Workflow Manager 1.0 Refresh Disaster Recovery (further) Explained

With the release of SharePoint 2013, Microsoft released a new platform for workflows called Workflow Manager (WFM). As of this writing the current version is 1.0 Cumulative Update 3. Unfortunately disaster recovery (DR) for this product is not as straight forward as just setting up database replication.

Following are a list of resources I’ve used to implement disaster recovery:

I found that each of the above references hold vital clues to making DR for WFM work, but none of them had details upon which I was stumbling. There are two basic concepts where I needed to do additional research:

    • Certificates (which ones to use where and how to restore effectively)
    • Changing service accounts and admin groups upon a failover

As pointed out there are plenty of TechNet articles and blogs that talk about how to do WFM Disaster Recovery (DR), so I am not going into detail on the individual steps, but I decided to document my discoveries in hopes that others can benefit from my experiences.

So, at a high level, the basic operation is as follows. I’ll have sections below describing each of the areas where I had concerns:

    • Install production WFM and configure
    • Configure your backup/replication strategy for the WF/SB databases
    • Install WFM in DR
    • Execute the failover process
    • Re-connect SharePoint 2013
    • (Optional) Changing RunAsAccount and AdminGroup

Install Production WFM and Configure

Certificates – AutoGenerate or custom Certs?

Installing WFM 1.0 CU3 is fairly well documented in several places, but the one piece that I feel needs to be called out is regarding certificate configuration. There are options to Autogenerate your certificates (self-signed), to use your own domain certificates, or to use certs acquired from a 3rd party certificate authority. There are some businesses who have no restrictions against self-signed certs, but this will affect your restoration of service in the DR environment. As noted in Spencer’s blog, there are a total of six or seven possible certificates. Auto-generating your WFM certificates will dictate your restoration process in a failover scenario. One reason for this is that the WorkflowOutbound certficate is created with private keys, but they non-exportable.
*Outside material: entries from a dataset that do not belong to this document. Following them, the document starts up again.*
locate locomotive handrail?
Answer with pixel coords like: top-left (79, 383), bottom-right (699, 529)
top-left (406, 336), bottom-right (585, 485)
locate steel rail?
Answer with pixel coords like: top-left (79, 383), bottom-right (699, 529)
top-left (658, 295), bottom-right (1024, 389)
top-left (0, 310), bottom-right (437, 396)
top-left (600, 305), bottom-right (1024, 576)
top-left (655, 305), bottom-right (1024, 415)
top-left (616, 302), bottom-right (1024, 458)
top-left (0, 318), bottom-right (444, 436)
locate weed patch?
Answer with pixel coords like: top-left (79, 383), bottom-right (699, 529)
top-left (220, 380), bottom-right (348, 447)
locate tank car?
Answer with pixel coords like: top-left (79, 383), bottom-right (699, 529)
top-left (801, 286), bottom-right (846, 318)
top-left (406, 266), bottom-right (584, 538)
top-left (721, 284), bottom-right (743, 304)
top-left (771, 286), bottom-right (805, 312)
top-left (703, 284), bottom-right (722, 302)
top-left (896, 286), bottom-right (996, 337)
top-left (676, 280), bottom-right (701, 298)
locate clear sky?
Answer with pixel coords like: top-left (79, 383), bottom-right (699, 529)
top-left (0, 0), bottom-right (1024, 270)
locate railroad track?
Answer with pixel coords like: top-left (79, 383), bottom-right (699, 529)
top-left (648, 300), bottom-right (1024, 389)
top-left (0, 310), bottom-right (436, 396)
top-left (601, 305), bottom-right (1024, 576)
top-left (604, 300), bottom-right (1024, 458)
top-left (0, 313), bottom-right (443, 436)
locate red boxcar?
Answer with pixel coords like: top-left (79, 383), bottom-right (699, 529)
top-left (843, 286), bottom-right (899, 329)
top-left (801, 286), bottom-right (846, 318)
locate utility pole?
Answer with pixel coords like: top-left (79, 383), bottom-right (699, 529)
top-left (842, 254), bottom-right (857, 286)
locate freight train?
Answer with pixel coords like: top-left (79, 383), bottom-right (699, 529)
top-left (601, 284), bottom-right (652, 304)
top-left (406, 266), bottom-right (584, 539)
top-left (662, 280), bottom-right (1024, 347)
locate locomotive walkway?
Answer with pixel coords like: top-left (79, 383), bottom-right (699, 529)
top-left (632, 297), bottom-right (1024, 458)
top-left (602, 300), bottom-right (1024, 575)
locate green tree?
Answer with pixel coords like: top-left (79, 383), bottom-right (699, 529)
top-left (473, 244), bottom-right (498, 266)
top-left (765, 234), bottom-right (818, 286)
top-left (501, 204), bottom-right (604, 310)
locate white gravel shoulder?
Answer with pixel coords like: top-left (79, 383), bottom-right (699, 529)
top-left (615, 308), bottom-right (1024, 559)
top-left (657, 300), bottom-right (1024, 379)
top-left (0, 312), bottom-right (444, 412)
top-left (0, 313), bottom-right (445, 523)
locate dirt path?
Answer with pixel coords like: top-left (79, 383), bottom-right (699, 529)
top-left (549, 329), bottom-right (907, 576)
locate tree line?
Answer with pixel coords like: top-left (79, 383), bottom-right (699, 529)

Configure Your Backup/Replication Strategy for the WF/SB Databases

The key to disaster recovery with WFM (as with many products) is the data store. In this case we are referring to the SQL Server databases. Again, this information is in the related links and there are two things to keep in mind:

  1. You can use pretty much any replication method – backup/restore, mirroring, log shipping — except for SQL Server 2012 AlwaysOn, which is unsupported at this time. It is also crucially important to keep the WF/SB databases backed up as close in time as possible as the content databases in order to preserve the WF instance integrity.

UPDATE: With the release of Workflow Manager CU 4, SQL AlwaysOn is now supported and should be considered as the High Availability/Disaster Recovery solution. You can find information on CU4 here. And you can find installation information here.

  1. You do not need to backup the management databases, WFManagementDb and SBManagementDb, as they will be re-created during the recovery process.

Install WFM in DR

Depending on whether you want a cold or warm standby WFM farm, you will either have already installed the servers or will perform this as part of your recovery process. NOTE: WFM does *not* support a hot standby configuration. There are a couple of keys to your DR installation:

  • You will install the bits on the DR app servers, but you will *not* configure the product at this time.
  • If you are choosing to do a warm standby, then you may also import the necessary certificates ahead of time.
    • If you are using:
      • Auto-generated certificates, then it’s important to know that you need to export/import the Service Bus certificates from Prod to DR and for the Workflow Manager certificates you can auto-generate them in DR (remember you cannot import/export the WF certificates because the private keys are marked as non-exportable)
      • Custom domain certificates, then you will export/import all of them from Prod to DR
  • The Service Bus root certificate should be imported into the LocalMachine\TrustedRootAuthorities store.
  • The other Service Bus certs should be imported into the LocalMachine\Personal store.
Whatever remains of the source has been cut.